Un leader motivazionale (Valerio Mastandrea sulla scia del Tom Cruise di Magnolia) che sprona gli altri ma non è più in grado di aiutare se stresso, una poliziotta dal passato tormentato (Margherita Buy), una ex ginnasta eterna seconda finita sulla sedia a rotelle dopo una caduta (Sara Serraiocco) e un adolescente sovrappeso (Gabriele Cristini) sfruttato dai genitori come fenomeno del web.
Ad apparire improvvisamente a questi uomini e donne sospesi nel tempo ecco un raccattatore di anime (Toni Servillo) che forse ne conosce già il percorso avendolo percorso tempo prima.
Dovrà riuscire nell’intento di tornare a farli innamorare di nuovo della vita attraverso una serie di incontri e prospettive rovesciate che forse daranno il loro frutto. Almeno per chi non è uguale a lui.
Metafisico ed astratto, almeno nelle intenzioni, il nuovo film di Genovese (ambientato a Roma rispetto alla New York del libro e scritto a otto mani dal regista di Perfetti sconosciuti con Paolo Costella, Rolando Ravello e Isabella Aguilar) mette in campo una serie di interrogativi filosofici (Si può morire due volte? Come dare un senso al dolore senza dimenticare chi abbiamo amato?) tra libero arbitrio e nostalgia di felicità che purtroppo non si fa mai cinema vissuto.
Catatonico per movimenti e stile di recitazione (non bastano la bella confezione e qualche insistita ripresa dall’alto a dare apertura al film), Il primo giorno della mia vita passa così in rassegna le vicissitudini di uomini e donne- unici e allo stesso tempo sostituibili- che scopriranno il valore della relatività.

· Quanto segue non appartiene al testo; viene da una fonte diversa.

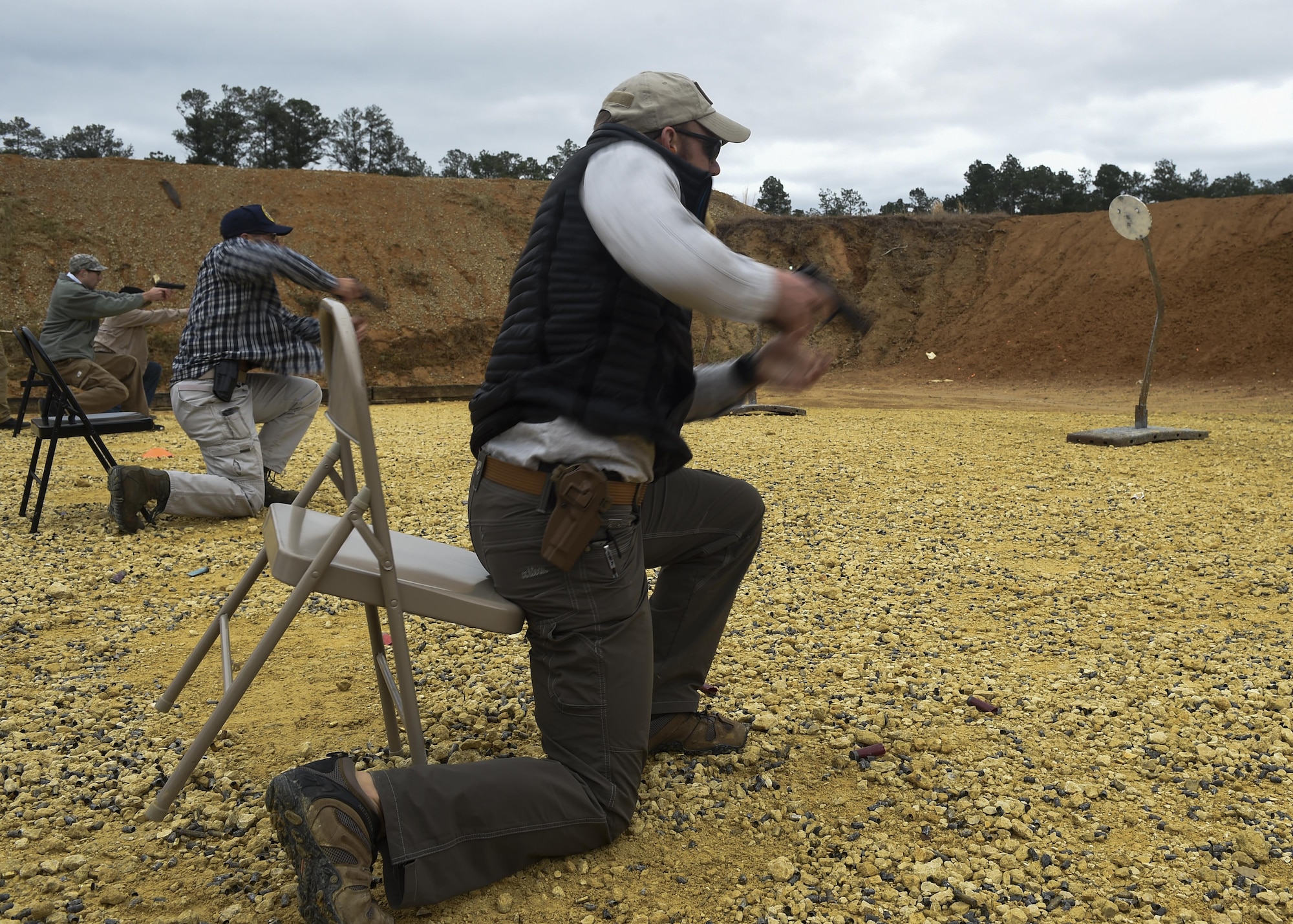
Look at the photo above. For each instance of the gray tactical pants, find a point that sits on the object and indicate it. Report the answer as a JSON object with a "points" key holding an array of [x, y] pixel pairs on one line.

Tra musica jazz e Se mi lasci non vale di Julio Iglesias, giochi di ruolo nella vecchia Volvo e voglie di caffè al profumo di rinascita, barboni che fanno gli addominali e un vecchio cinema abbandonato che proietta il futuro dei quattro suicidi, il film di Genovese è infarcito di predicozzi retorici e moralismi piuttosto che di dialoghi di vita vissuta in un corto circuito emotivo che finisce per annoiare più che per spingere all’immedesimazione.
Un po’ come succedeva in The Place (2017) dello stesso Genovese- dove allo stesso tavolo di un ristorante compariva un uomo misterioso pronto ad esaudire i desideri di otto visitatori in cambio dello svolgimento di un compito- e del quale questo Il primo giorno della mia vita sembra quasi l’altra faccia.